Cendre

Vous savez, le sexe est vraiment une chose ridicule

vendredi 7 novembre 2014 à 13h40

Vous savez, le sexe est vraiment une chose ridicule. Je veux dire l’acte sexuel, physique. [...] Vraiment, ce n’est pas sorcier : placer le tenon A dans la mortaise B. Frottez jusqu’à ce que ce soit terminé.
Regardez l’acte et vous verrez qu’il est stupide. Les fesses qui tressautent, les jambes qui s’agitent, les grognement étouffés, les va-et-vient – y a-t-il quelque chose de plus idiot que cet acte central pour les émotions humaines ?
Non, évidement.

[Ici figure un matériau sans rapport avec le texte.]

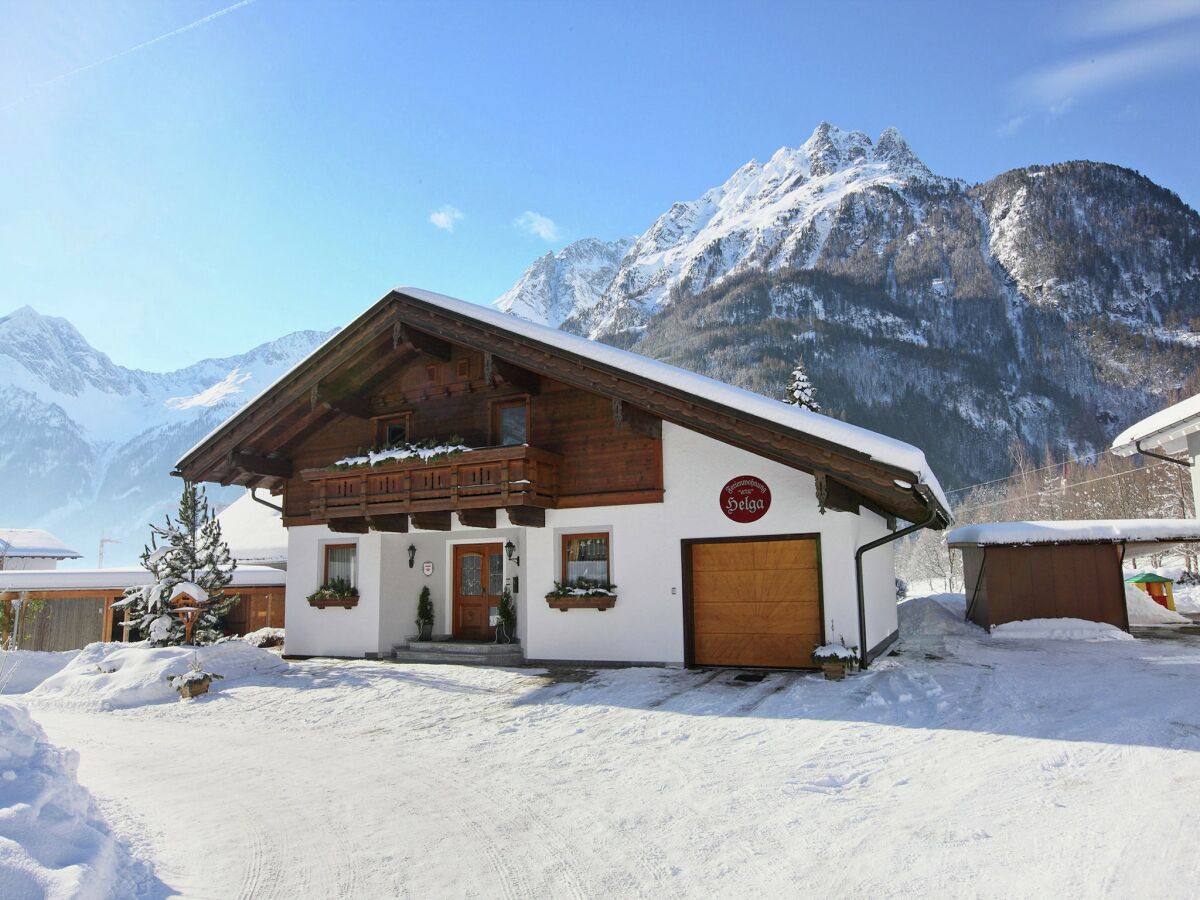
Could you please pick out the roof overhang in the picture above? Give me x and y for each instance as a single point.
(901, 486)
(1167, 431)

Alors pourquoi ces relations agitées avec Pulchérie étaient-elles si importantes pour moi ? (et peut être pour elle.)
Ma théorie est que la significations réelle du sexe, au bon sens du terme, est symbolique. Ce n’est pas seulement le fait d’avoir un bref frisson de « plaisir » pendant ces mouvements de va-et-vient. Après tout, le même plaisir est possible sans avoir à trouver un partenaire, et pourtant ce n’est pas la même chose, n’est-ce pas ?
Non, le sexe est plus qu’une contraction du bas des reins ; c’est la célébration d’une union spirituelle, d’une confiance mutuelle. Chacun de nous dit à l’autre, là, dans le lit : je m’offre à toi dans l’espoir que tu me donnerais du plaisir, et je vais m’efforcer de te donner aussi du plaisir. Appelons cela le contrat social. La frisson réside dans le contrat, et non dans le plaisir, qui n’est que son application.

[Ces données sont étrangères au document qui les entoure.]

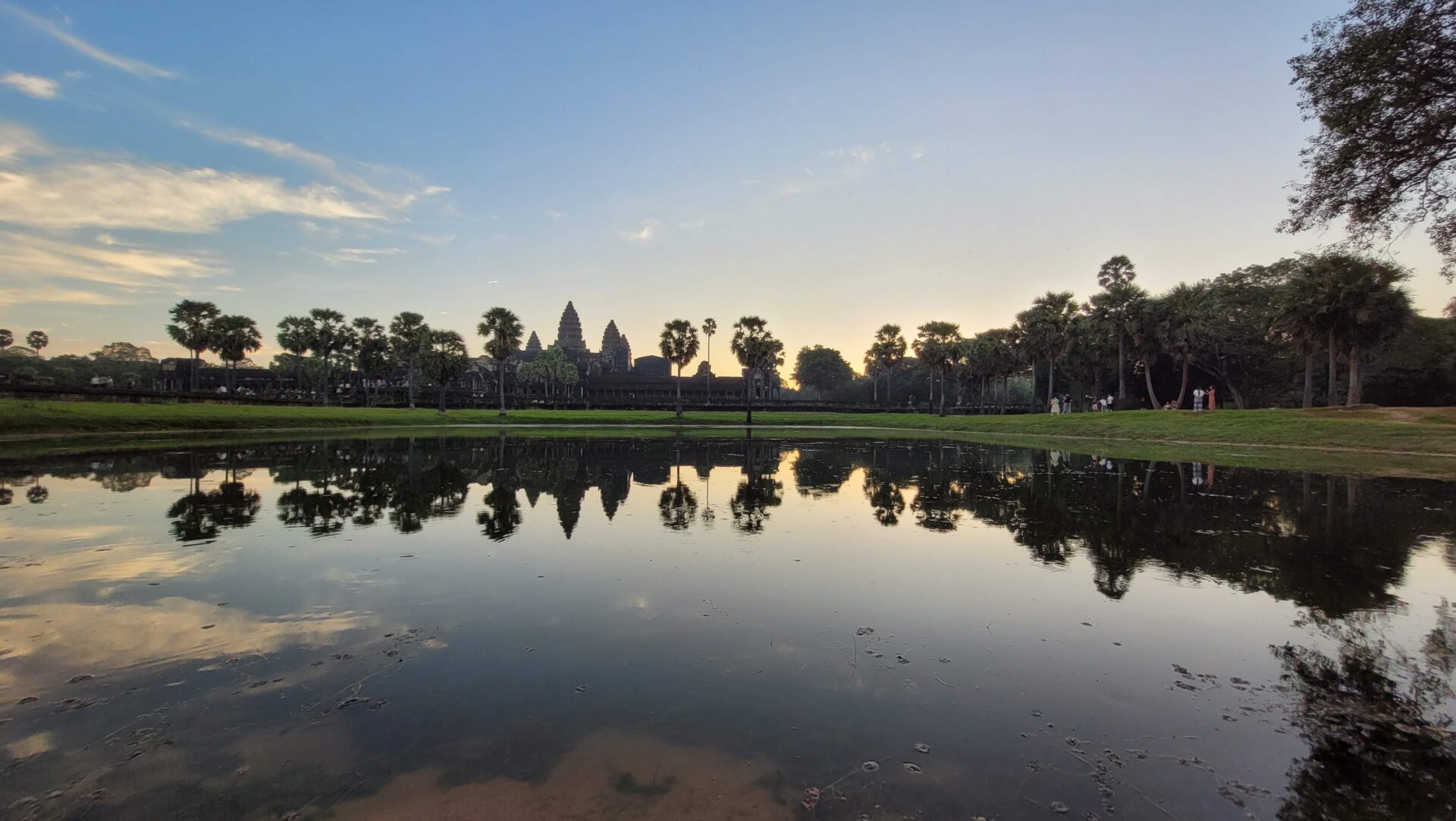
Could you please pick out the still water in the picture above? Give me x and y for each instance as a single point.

Vous dites aussi : voici mon corps nu, avec toutes ses imperfections, que j’expose devant toi en toute confiance, sachant que tu ne te moqueras pas. Et vous dites : j’accepte ce contact intime avec toi, même en sachant que tu pourrais me transmettre une horrible maladie. J’accepte de prendre ce risque, parce que tu es toi. Et la femme dit aussi, du moins jusqu’au début du XXe siècle : je m’ouvre à toi en sachant qu’il pourrait arriver toutes sortes de conséquences biologiques dans neuf mois.
Toutes ces choses sont bien plus vitales que les brefs plaisirs. Et c’est pourquoi les instruments de masturbation mécanique n’ont jamais remplacé le sexe, et le ne remplaceront jamais.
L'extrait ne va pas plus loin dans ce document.